Characterization of the directed landscape from the KPZ fixed point

TL;DR

This paper characterizes the directed landscape as the unique coupling of the KPZ fixed point with specific properties, unifying key objects in the KPZ universality class and providing a framework for convergence proofs across various models.

Contribution

It establishes the uniqueness of the directed landscape based on natural properties and introduces a general framework for proving convergence to it from the KPZ fixed point.

Findings

Proves the directed landscape is the unique coupling with certain properties.

Develops a framework for convergence to the directed landscape.
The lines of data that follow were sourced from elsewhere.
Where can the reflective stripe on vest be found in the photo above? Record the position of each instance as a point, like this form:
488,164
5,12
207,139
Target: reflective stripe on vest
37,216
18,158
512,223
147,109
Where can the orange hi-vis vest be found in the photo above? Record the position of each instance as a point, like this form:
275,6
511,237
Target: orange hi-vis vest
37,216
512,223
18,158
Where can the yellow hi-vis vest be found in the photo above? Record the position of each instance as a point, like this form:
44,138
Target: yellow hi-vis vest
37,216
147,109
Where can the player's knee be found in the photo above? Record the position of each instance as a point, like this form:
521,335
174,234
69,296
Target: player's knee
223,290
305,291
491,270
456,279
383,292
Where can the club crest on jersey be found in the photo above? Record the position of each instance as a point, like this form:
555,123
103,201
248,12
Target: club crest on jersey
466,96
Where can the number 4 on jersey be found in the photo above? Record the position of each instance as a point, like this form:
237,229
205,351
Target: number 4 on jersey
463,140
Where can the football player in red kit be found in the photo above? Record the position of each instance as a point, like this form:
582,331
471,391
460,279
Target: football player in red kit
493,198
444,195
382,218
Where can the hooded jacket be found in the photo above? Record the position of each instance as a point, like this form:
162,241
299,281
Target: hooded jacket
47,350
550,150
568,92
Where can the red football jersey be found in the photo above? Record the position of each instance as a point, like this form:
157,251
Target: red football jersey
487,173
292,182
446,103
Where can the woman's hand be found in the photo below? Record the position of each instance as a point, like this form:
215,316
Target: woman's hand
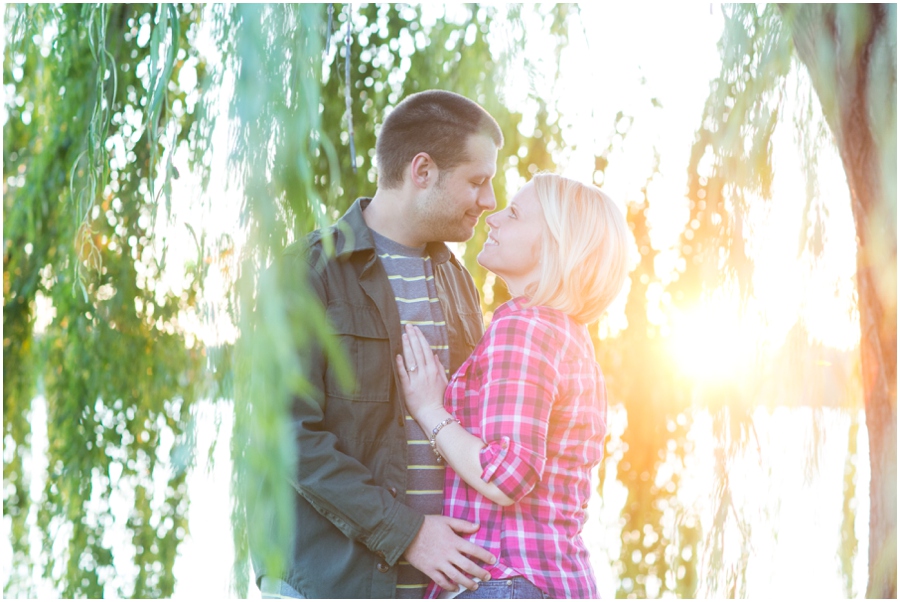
422,377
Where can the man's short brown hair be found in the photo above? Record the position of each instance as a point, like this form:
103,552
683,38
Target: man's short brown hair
436,122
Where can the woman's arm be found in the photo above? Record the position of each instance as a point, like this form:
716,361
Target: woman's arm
423,386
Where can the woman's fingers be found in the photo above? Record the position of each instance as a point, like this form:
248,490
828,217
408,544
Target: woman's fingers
401,372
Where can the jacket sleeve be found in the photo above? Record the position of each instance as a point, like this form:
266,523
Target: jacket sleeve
336,484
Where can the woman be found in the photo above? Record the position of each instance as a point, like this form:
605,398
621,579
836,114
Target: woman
522,422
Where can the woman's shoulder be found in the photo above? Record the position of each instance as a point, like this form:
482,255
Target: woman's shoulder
537,322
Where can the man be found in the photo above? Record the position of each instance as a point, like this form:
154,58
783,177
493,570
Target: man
369,487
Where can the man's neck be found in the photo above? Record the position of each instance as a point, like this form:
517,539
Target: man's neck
389,214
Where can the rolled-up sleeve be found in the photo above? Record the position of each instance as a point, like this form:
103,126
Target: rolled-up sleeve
520,378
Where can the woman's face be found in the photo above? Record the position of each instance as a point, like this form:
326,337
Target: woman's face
512,249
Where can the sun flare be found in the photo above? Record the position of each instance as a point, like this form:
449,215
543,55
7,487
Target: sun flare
714,342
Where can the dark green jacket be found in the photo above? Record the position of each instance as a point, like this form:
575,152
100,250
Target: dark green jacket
352,523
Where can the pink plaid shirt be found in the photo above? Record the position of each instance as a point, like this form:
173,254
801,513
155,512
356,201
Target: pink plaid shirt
534,393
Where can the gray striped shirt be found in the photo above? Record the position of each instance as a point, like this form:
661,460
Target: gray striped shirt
412,280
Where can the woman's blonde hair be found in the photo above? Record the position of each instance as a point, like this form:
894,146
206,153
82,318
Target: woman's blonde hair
584,248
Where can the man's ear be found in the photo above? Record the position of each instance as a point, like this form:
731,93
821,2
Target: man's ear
423,170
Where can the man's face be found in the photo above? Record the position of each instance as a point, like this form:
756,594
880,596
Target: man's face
451,209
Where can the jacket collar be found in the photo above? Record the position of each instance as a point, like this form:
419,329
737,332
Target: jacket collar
354,236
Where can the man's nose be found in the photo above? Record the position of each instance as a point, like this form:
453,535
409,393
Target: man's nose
487,201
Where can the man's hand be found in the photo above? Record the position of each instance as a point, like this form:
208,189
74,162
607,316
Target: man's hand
441,554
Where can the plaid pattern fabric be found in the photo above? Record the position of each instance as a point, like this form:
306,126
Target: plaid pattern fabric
534,393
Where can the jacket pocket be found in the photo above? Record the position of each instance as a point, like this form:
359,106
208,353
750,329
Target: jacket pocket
365,340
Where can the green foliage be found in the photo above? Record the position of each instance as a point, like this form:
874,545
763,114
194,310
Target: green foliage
112,364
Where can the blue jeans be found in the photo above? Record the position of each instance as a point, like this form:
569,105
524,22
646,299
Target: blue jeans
504,589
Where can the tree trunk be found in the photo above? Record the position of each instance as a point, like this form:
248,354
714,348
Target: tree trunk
838,44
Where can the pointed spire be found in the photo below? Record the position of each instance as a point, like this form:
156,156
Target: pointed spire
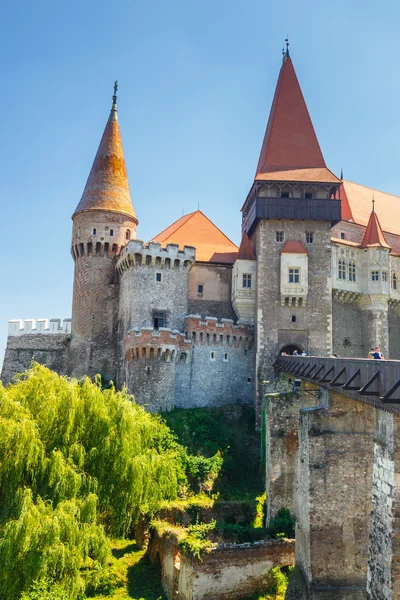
290,141
107,187
245,250
373,235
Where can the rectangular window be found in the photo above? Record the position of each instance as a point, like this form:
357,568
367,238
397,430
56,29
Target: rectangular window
309,237
159,320
294,275
246,280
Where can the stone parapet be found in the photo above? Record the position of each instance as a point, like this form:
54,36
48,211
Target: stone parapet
212,332
18,327
139,254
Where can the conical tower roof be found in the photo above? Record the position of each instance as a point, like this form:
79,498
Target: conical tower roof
290,149
374,235
107,187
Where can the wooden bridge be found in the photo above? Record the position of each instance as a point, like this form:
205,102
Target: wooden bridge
375,382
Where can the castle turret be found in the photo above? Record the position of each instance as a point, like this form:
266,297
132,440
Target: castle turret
294,199
103,223
375,286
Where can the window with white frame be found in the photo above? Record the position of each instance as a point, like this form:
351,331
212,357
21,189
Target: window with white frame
310,237
246,283
352,271
294,275
342,269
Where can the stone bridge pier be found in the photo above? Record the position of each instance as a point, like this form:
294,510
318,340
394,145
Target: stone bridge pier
347,481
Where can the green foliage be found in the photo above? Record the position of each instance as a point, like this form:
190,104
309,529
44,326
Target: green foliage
77,462
282,525
228,432
259,519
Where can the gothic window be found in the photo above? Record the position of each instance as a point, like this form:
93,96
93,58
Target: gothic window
294,275
352,271
342,269
159,320
246,280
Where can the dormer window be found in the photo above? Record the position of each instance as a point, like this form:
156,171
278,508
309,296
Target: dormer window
294,275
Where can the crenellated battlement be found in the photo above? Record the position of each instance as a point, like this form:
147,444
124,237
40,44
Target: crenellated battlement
212,332
158,344
18,327
139,254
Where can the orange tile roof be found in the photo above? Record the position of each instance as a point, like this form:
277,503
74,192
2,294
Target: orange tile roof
290,142
195,229
107,187
245,249
360,203
293,247
374,235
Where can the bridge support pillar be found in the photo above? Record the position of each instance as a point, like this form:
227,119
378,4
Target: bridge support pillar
334,497
281,425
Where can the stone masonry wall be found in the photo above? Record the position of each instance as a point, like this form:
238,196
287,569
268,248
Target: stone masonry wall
334,498
347,330
313,320
50,350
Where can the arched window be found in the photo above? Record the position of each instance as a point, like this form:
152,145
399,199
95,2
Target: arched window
352,271
342,269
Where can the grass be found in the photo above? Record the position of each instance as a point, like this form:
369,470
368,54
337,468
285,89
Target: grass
129,575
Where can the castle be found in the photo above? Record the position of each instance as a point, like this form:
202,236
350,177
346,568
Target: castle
189,319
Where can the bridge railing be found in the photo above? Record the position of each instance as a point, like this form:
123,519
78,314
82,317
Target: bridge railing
374,381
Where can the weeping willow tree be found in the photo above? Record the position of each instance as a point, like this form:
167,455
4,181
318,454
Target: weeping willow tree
76,463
Applies the framework to multiple models, including ASEP, TASEP, and non-integrable processes.

Abstract

We show that the directed landscape is the unique coupling of the KPZ fixed point from all initial conditions satisfying three natural properties: independent increments, monotonicity, and shift commutativity. Equivalently, we show that the directed landscape is the unique directed metric on $\mathbb R^2$ with independent increments and KPZ fixed point marginals. This unifies the two central objects in the KPZ universality class. Our main theorem also provides a general framework for proving convergence to the directed landscape given convergence to the KPZ fixed point. We apply this framework to prove landscape convergence in a range of models: exotic couplings of ASEP and TASEP, the random walk and Brownian web distances, and a class of non-integrable asymmetric exclusion processes with the basic coupling that perturb off of TASEP (this final class requires random initial data). All of our convergence theorems are new except for colored TASEP, where we provide a short alternative proof.